Ce qui est vrai à l’échelle d’une semaine (ou de 7 semaines pour le Carême) se vérifie à celle d’une simple activité. Les mêmes chercheuses ont demandé à des jeunes adultes de participer à l’activité suivante. Ils recevaient un lot de cinq cartes présentant des formes identiques, mais inclinées différemment. Et il leur était demandé de découper ces formes aussi soigneusement que possible. Résultat. La précision du découpage suivant la fameuse courbe concave : plus grande au début et au terme, moindre au milieu [2].

Dans l’autre sens, l’on rencontre cette loi sur la longue durée, de plusieurs mois ou de plusieurs années, par exemple, pour la perte de poids, la pratique de la course à pied ou l’accumulation de miles : les personnes présentent une motivation forte en début et en fin, mais accusent une « baisse de régime médiane » [3].

Voire, cette loi (qui est donc chronologiquement fractale) vaut pour l’étendue d’une vie entière. Nous ne parlons pas tant du concept de « crise de mi-vie » inventé par le psychanalyste canadien Elliott Jaques, qui était parti du constat que beaucoup d’artistes géniaux, comme Dante, Raphaël, Mozart, Gauguin, étaient morts à 37 ans [4]. Bien qu’il ait bénéficié d’un grand succès au point de passer dans le langage courant, par exemple dans la formule « crise de la quarantaine » [5], il est contredit par les faits. En réalité, il est précisé par les études statistiques sérieuses. Par exemple, une recherche effectuée par le prix Nobel d’économie Angus Deaton et trois autres spécialistes en sciences sociales, sur un échantillon de 340 000 Américains à qui l’on a demandé d’évaluer leur niveau de bonheur sur une échelle de 1 à 10, a abouti à une courbe en U étiré, avec une baisse progressive dont le point le plus bas se situait à 55 ans [6].

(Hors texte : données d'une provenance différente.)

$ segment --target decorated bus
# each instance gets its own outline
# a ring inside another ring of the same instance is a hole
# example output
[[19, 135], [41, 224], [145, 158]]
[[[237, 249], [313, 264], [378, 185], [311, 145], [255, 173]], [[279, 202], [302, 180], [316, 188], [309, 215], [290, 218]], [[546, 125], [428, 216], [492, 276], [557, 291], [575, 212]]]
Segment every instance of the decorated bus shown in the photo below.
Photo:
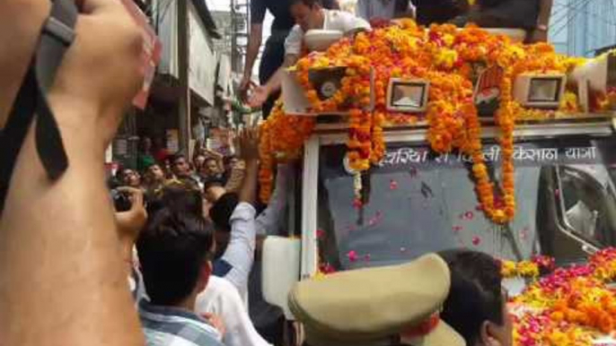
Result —
[[616, 55], [410, 20], [328, 37], [306, 34], [324, 48], [262, 127], [264, 202], [277, 163], [302, 163], [266, 299], [292, 319], [298, 280], [468, 247], [503, 261], [516, 345], [613, 344]]

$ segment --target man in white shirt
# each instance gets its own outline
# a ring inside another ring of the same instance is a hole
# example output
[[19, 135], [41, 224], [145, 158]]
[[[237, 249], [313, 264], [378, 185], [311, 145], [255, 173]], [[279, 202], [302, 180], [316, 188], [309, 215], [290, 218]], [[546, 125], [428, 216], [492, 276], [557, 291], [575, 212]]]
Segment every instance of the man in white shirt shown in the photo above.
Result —
[[226, 327], [224, 346], [271, 346], [255, 329], [237, 289], [227, 280], [210, 277], [206, 290], [197, 297], [195, 312], [222, 318]]
[[261, 107], [270, 94], [280, 90], [282, 74], [300, 58], [304, 35], [308, 30], [323, 29], [353, 35], [370, 30], [370, 23], [365, 20], [346, 12], [326, 10], [321, 7], [319, 0], [292, 0], [291, 15], [296, 24], [285, 41], [285, 62], [265, 85], [254, 89], [249, 102], [251, 107]]
[[410, 0], [358, 0], [355, 11], [366, 21], [415, 17], [415, 6]]

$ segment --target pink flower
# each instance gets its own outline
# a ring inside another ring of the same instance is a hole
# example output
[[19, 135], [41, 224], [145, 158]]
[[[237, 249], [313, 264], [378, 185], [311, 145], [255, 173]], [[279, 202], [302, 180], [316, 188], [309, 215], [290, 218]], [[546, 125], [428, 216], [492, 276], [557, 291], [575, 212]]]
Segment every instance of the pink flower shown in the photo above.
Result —
[[355, 252], [355, 250], [351, 250], [347, 254], [347, 258], [348, 258], [350, 262], [356, 262], [358, 258], [357, 253]]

On objectera que cette étude outre-Atlantique pourrait ne pas être généralisable. En fait, des enquêtes antérieures ont déjà montré que, « au total, nous pouvons faire état d’une courbe en U statistiquement signifiante en ce qui concerne le bonheur ou la satisfaction quant à sa vie pour 72 pays » aussi divers que l’Argentine, l’Ouzbékistan, l’Albanie et le Zimbabwe [7]. Et l’âge moyen du point le plus bas est bien de 50 ans [8] – du moins pour la majorité des chercheurs [9].

 

  1. Mais le plus étonnant est à venir. Loin d’être seulement humaine, cette loi en U se retrouve chez les animaux. En l’occurrence, elle a été observée dans une population de 500 primates en captivité composés de chimpanzés et orang-outans de tous âges. En effet, des chercheurs ont mesuré l’humeur de ces grands singes. Or, ils ont constaté que, sur l’étendue d’une vie (qui se compte en décennies), elle épouse la fameuse courbe en creux [10].

 

  1. Est-ce à dire qu’il est normal, voire inévitable, que nous subissions ce coup de mou en milieu de parcours ?

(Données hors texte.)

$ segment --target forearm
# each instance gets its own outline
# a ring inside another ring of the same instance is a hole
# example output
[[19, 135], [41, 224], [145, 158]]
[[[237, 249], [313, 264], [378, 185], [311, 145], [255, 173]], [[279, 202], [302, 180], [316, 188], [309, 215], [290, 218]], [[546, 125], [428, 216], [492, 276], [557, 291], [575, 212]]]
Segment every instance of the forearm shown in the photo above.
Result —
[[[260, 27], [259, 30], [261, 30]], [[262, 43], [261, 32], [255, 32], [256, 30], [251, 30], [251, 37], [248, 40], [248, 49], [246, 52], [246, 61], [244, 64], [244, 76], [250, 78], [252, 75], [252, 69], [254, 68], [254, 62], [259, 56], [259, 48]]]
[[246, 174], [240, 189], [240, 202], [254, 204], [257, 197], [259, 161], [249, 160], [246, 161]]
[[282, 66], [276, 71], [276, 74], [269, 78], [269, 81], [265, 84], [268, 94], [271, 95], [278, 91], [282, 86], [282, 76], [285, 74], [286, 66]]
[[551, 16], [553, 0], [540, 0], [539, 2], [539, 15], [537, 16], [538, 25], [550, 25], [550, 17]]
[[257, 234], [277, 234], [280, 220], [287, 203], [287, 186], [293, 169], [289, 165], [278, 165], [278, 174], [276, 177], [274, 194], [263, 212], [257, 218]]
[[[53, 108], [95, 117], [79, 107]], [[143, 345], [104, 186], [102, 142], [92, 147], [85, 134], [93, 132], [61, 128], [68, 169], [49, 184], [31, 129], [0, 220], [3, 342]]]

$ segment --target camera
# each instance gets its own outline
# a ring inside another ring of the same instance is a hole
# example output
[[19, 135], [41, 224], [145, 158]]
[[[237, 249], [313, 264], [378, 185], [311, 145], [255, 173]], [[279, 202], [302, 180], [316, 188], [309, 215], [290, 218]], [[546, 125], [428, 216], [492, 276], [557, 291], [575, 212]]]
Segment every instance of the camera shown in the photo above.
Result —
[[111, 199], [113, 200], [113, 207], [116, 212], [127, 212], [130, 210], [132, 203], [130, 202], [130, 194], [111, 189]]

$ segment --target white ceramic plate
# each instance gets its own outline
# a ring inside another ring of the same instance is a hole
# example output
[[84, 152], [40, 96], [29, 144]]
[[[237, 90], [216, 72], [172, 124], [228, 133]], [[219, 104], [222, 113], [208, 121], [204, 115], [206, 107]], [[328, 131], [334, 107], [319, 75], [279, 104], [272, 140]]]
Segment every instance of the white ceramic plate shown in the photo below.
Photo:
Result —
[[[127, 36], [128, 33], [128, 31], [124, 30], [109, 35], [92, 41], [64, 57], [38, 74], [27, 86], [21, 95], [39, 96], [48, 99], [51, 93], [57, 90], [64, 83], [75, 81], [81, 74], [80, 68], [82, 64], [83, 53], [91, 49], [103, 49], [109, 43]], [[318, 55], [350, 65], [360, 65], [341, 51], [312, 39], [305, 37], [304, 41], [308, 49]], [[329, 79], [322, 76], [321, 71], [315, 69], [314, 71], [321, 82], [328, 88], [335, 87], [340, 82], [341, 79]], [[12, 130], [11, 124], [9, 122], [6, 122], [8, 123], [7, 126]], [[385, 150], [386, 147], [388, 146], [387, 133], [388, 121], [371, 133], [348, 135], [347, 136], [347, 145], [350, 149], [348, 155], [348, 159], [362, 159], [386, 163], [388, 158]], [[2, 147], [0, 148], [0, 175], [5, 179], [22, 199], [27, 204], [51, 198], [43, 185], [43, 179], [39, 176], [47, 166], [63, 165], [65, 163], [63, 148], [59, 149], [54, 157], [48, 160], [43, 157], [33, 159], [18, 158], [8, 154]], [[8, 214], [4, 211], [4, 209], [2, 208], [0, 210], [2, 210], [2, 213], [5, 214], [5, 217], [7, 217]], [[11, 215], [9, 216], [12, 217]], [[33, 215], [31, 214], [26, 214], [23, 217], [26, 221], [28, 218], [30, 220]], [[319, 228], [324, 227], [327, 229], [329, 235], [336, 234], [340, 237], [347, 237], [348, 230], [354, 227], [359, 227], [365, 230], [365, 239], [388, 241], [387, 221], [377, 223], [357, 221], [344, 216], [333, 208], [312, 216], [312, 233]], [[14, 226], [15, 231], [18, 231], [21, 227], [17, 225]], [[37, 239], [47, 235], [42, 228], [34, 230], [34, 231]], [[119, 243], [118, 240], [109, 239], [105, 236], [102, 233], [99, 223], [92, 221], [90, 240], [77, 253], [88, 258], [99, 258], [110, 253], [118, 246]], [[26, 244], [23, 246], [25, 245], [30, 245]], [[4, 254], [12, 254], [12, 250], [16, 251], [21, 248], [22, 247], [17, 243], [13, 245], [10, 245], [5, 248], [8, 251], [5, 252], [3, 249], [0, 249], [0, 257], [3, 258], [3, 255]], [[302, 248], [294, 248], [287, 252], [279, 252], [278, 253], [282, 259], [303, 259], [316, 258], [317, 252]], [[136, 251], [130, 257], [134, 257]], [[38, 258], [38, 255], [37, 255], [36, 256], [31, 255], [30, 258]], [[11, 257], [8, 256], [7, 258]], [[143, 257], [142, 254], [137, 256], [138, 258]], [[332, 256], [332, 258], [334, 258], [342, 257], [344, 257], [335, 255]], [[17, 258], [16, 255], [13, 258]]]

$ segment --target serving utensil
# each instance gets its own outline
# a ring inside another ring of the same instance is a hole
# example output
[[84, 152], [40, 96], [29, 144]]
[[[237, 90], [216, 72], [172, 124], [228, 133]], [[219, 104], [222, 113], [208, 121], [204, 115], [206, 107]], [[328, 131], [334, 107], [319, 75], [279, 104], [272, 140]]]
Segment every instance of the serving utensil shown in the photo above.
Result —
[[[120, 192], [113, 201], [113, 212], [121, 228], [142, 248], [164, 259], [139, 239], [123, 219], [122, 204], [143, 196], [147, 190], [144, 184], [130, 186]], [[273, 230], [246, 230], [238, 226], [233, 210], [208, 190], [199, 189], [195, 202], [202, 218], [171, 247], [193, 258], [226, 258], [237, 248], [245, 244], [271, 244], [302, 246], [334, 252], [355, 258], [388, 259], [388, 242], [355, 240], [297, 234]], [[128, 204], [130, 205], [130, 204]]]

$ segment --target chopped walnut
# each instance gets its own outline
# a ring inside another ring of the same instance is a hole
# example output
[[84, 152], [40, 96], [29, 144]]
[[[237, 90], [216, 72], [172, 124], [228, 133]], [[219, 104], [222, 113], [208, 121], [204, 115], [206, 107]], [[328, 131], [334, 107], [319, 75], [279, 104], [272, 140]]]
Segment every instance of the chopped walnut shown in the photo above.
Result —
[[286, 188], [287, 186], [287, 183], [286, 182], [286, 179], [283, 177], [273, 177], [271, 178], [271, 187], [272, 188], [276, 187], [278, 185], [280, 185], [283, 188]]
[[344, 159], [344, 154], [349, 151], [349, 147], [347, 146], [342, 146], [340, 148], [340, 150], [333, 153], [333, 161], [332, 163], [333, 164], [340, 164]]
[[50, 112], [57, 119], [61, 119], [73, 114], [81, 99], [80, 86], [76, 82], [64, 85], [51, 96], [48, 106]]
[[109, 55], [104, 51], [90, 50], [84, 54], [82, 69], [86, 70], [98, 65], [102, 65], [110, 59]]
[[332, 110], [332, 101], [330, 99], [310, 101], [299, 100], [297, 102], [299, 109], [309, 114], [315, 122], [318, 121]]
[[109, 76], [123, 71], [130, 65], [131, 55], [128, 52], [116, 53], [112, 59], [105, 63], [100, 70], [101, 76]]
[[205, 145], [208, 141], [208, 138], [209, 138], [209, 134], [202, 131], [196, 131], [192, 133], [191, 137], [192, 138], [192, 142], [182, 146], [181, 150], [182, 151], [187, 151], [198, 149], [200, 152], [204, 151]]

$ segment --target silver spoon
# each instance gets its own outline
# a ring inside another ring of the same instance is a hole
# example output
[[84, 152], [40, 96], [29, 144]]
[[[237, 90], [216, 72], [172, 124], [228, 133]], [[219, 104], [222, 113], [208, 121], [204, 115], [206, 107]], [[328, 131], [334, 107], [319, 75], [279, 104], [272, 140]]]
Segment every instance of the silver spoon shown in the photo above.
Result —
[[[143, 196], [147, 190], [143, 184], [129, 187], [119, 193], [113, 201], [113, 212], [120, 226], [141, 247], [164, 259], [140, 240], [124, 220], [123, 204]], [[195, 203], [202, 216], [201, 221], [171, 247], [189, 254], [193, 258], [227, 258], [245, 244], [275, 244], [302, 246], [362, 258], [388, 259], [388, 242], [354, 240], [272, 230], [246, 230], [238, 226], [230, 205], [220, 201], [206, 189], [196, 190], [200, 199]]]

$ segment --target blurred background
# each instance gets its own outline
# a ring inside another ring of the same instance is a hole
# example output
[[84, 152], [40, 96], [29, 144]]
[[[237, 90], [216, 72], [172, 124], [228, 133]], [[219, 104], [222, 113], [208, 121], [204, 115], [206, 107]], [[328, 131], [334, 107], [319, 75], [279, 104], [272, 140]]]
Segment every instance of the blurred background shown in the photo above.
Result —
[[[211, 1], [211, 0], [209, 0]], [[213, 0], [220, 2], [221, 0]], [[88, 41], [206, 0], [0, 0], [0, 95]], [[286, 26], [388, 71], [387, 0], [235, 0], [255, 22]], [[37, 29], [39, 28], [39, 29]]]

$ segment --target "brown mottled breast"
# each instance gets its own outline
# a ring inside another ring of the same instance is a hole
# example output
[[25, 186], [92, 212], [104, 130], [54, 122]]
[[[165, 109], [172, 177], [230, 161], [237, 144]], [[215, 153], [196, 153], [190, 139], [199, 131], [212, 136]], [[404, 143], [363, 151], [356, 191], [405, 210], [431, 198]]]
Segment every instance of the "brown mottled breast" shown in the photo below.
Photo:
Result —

L’on pourrait d’abord faire valoir que la normalité n’est pas la normativité, que la moyenne statistique n’a jamais été un critère éthique. C’est ce qu’observe Jean-Paul II dans son encyclique sur la morale fondamentale :

 

« En effet, tandis que les sciences humaines, comme toutes les sciences expérimentales, développent une conception empirique et statistique de la « normalité », la foi enseigne que cette normalité porte en elle les traces d’une chute de l’homme par rapport à sa situation originelle, c’est-à-dire qu’elle est blessée par le péché. Seule la foi chrétienne montre à l’homme la voie du retour à origine’ (cf. Mt 19,8), une voie souvent bien différente de celle de la normalité empirique [11] ».

 

  1. Passant du fait à la cause, certains chercheurs font finement valoir que le mécanisme en jeu pourrait être celui de l’idéalisation : dans un premier temps, optimiste, le jeune adulte se fixe des objectifs (professionnels, matrimoniaux, sportifs, etc.) à la mesure de ses idéaux et de ses désirs ; dans un deuxième temps, plus pessimiste, l’épreuve de la réalité le conduit à un certain nombre d’échecs qui sont autant d’espoirs déçus ; dans un troisième temps, enfin réaliste, il ajuste mieux ses buts et accomplit enfin ses desseins [12].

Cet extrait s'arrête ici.